To simplify the bytes reading, we can break the readings into some sections:

* Min Block_size. (16 bits)
* Max block size and frame_size. (16 + 24 + 24 = 64 bits)
* Other informations. (20 + 3 + 5 + 36 = 64 bits)

In [28]:
minblocksize_packed = sample_file.read(2)
maxblocksize_framesize_packed = sample_file.read(8)
samplerate_nochannels_bits_totalsample_packed = sample_file.read(8)

# Unpack the data using struct
minblocksize_unpacked = struct.unpack(
    ">H", minblocksize_packed
)[0]
maxblocksize_framesize_unpacked = struct.unpack(
    ">Q", maxblocksize_framesize_packed
)[0]
samplerate_nochannels_bits_totalsample_unpacked = struct.unpack(
    ">Q", samplerate_nochannels_bits_totalsample_packed
)[0]

In [29]:
# Extract and print the specified bits
minblocksize_packed_unpacked_copied = minblocksize_unpacked
maxblocksize_framesize_unpacked_copied = maxblocksize_framesize_unpacked
samplerate_nochannels_bits_totalsample_unpacked_copied = samplerate_nochannels_bits_totalsample_unpacked

print(f"Min block size: {minblocksize_packed_unpacked_copied}")

# Extract and print the first 16 bits
max_block_size = (maxblocksize_framesize_unpacked_copied >> 48) & 0xFFFF

# Extract and print the next 24 bits
min_frame_size = (maxblocksize_framesize_unpacked_copied >> 24) & 0xFFFFFF

# Extract and print the next 24 bits
max_frame_size = maxblocksize_framesize_unpacked_copied & 0xFFFFFF

print(f"Max block size: {max_block_size}")
print(f"Min frame size: {min_frame_size}")
print(f"Max frame size: {max_frame_size}")
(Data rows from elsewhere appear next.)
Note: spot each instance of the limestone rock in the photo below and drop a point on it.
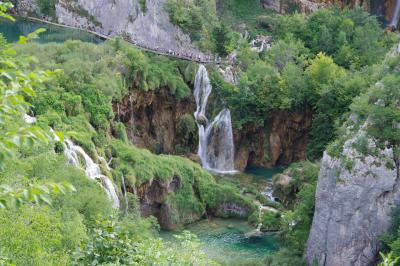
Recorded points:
(353, 206)
(150, 28)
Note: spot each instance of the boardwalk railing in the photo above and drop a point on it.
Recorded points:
(199, 58)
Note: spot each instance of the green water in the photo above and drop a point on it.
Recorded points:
(12, 30)
(226, 240)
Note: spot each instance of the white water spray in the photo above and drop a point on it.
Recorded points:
(396, 16)
(216, 148)
(74, 153)
(125, 195)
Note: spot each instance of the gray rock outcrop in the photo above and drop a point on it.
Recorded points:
(354, 200)
(149, 27)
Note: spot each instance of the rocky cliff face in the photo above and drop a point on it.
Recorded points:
(281, 142)
(147, 24)
(154, 121)
(354, 198)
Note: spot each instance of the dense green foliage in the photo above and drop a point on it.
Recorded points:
(78, 102)
(303, 69)
(199, 19)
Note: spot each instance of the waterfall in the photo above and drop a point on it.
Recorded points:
(125, 195)
(74, 153)
(216, 148)
(395, 17)
(268, 193)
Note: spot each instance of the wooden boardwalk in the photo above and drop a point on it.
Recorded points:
(196, 58)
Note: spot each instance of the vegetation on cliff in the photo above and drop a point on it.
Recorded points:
(304, 68)
(82, 227)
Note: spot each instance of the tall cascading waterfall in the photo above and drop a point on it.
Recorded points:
(74, 153)
(396, 16)
(216, 148)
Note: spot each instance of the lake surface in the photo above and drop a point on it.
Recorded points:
(226, 240)
(22, 27)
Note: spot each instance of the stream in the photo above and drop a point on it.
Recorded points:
(227, 240)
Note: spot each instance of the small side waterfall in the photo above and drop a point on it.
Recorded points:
(125, 195)
(74, 153)
(396, 16)
(216, 148)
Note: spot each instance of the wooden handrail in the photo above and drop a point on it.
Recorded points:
(147, 49)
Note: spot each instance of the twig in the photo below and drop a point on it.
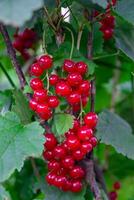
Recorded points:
(12, 55)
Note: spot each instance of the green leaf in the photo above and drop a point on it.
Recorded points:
(115, 131)
(52, 193)
(62, 123)
(17, 142)
(21, 107)
(126, 10)
(16, 12)
(124, 35)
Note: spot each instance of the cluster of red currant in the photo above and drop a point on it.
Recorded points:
(113, 195)
(23, 41)
(64, 170)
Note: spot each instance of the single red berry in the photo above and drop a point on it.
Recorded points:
(36, 70)
(85, 133)
(76, 186)
(74, 79)
(69, 66)
(86, 147)
(33, 104)
(91, 119)
(53, 101)
(53, 166)
(53, 79)
(51, 141)
(73, 143)
(48, 155)
(117, 185)
(62, 89)
(45, 61)
(93, 141)
(36, 84)
(59, 152)
(81, 67)
(74, 98)
(77, 172)
(78, 155)
(40, 95)
(68, 162)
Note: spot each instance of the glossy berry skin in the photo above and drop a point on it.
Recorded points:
(78, 155)
(81, 67)
(53, 101)
(76, 186)
(69, 66)
(85, 133)
(36, 70)
(73, 143)
(36, 84)
(40, 95)
(53, 166)
(45, 62)
(74, 98)
(74, 79)
(93, 141)
(86, 147)
(53, 79)
(117, 185)
(33, 104)
(48, 155)
(77, 172)
(68, 162)
(51, 141)
(91, 119)
(62, 89)
(59, 152)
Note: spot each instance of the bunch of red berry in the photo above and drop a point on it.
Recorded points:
(64, 169)
(113, 195)
(24, 41)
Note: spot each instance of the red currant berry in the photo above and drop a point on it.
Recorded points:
(51, 141)
(36, 84)
(85, 133)
(40, 95)
(59, 152)
(74, 98)
(33, 104)
(117, 185)
(68, 162)
(74, 79)
(48, 155)
(78, 155)
(69, 66)
(53, 166)
(53, 101)
(77, 172)
(93, 141)
(53, 79)
(62, 89)
(36, 70)
(45, 62)
(81, 67)
(91, 119)
(76, 186)
(86, 147)
(73, 143)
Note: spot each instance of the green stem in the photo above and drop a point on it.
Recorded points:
(72, 36)
(7, 75)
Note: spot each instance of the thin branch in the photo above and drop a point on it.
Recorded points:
(12, 55)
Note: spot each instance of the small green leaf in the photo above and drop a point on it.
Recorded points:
(115, 131)
(17, 142)
(62, 123)
(21, 107)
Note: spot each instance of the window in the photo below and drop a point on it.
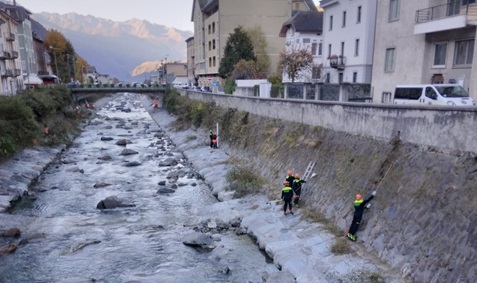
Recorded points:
(358, 17)
(389, 60)
(464, 52)
(393, 10)
(313, 48)
(386, 97)
(440, 51)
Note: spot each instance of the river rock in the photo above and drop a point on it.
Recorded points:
(132, 164)
(8, 249)
(112, 202)
(12, 232)
(101, 185)
(128, 151)
(198, 240)
(165, 191)
(122, 142)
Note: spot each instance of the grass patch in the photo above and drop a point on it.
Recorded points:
(243, 181)
(341, 246)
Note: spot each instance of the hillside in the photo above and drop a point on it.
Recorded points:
(117, 48)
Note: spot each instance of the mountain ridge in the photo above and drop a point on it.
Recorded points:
(117, 48)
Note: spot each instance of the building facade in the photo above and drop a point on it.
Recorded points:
(348, 45)
(215, 20)
(423, 42)
(10, 66)
(304, 31)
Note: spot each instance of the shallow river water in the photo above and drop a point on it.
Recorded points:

# Extract and print the first 20 bits
sample_rate = (samplerate_nochannels_bits_totalsample_unpacked_copied >> 44) & 0xFFFFF

# Extract and print the next 3 bits
no_channels = (samplerate_nochannels_bits_totalsample_unpacked_copied >> 41) & 0b111

# Extract and print the next 5 bits
bits = (samplerate_nochannels_bits_totalsample_unpacked_copied >> 36) & 0b11111

# Extract and print the next 36 bits
total_sample = samplerate_nochannels_bits_totalsample_unpacked_copied & 0xFFFFFFFFF

print(f"Sample rate: {sample_rate}")
print(f"No channels: {no_channels + 1}")
print(f"Bits: {bits + 1}")
print(f"Total sample: {total_sample}")

Min block size: 4096
Max block size: 4096
Min frame size: 107
Max frame size: 5961
Sample rate: 16000
No channels: 0
Bits: 15
Total sample: 225360


## Comparation with SoX Library

To check our logic from before, we can use Python SoX library.

Option 1: Using Sox --i command.

In [14]:
! sox --i "/content/LibriSpeech/train-clean-100/103/1240/103-1240-0000.flac"


Input File     : '/content/LibriSpeech/train-clean-100/103/1240/103-1240-0000.flac'
Channels       : 1
Sample Rate    : 16000
Precision      : 16-bit
Duration       : 00:00:14.09 = 225360 samples ~ 1056.38 CDDA sectors
File Size      : 255k
Bit Rate       : 145k
Sample Encoding: 16-bit FLAC



Option 2: Using SoX wrapper in Python.

In [13]:
sox_sample_path = sample_path

sox_sample_rate = sox.file_info.sample_rate(sox_sample_path)
sox_channels = sox.file_info.channels(sox_sample_path)
sox_extension_file = sox.file_info.file_extension(sox_sample_path)
sox_file_type = sox.file_info.file_type(sox_sample_path)

print(f"Analyzing file using SoX:")
print(f"Sample rate: {sox_sample_rate}")
print(f"No channels: {sox_channels}")
print(f"Extension file: {sox_extension_file}")
print(f"File type: {sox_file_type}")

Analyzing file using SoX:
Sample rate: 16000.0
No channels: 1
Extension file: flac
File type: flac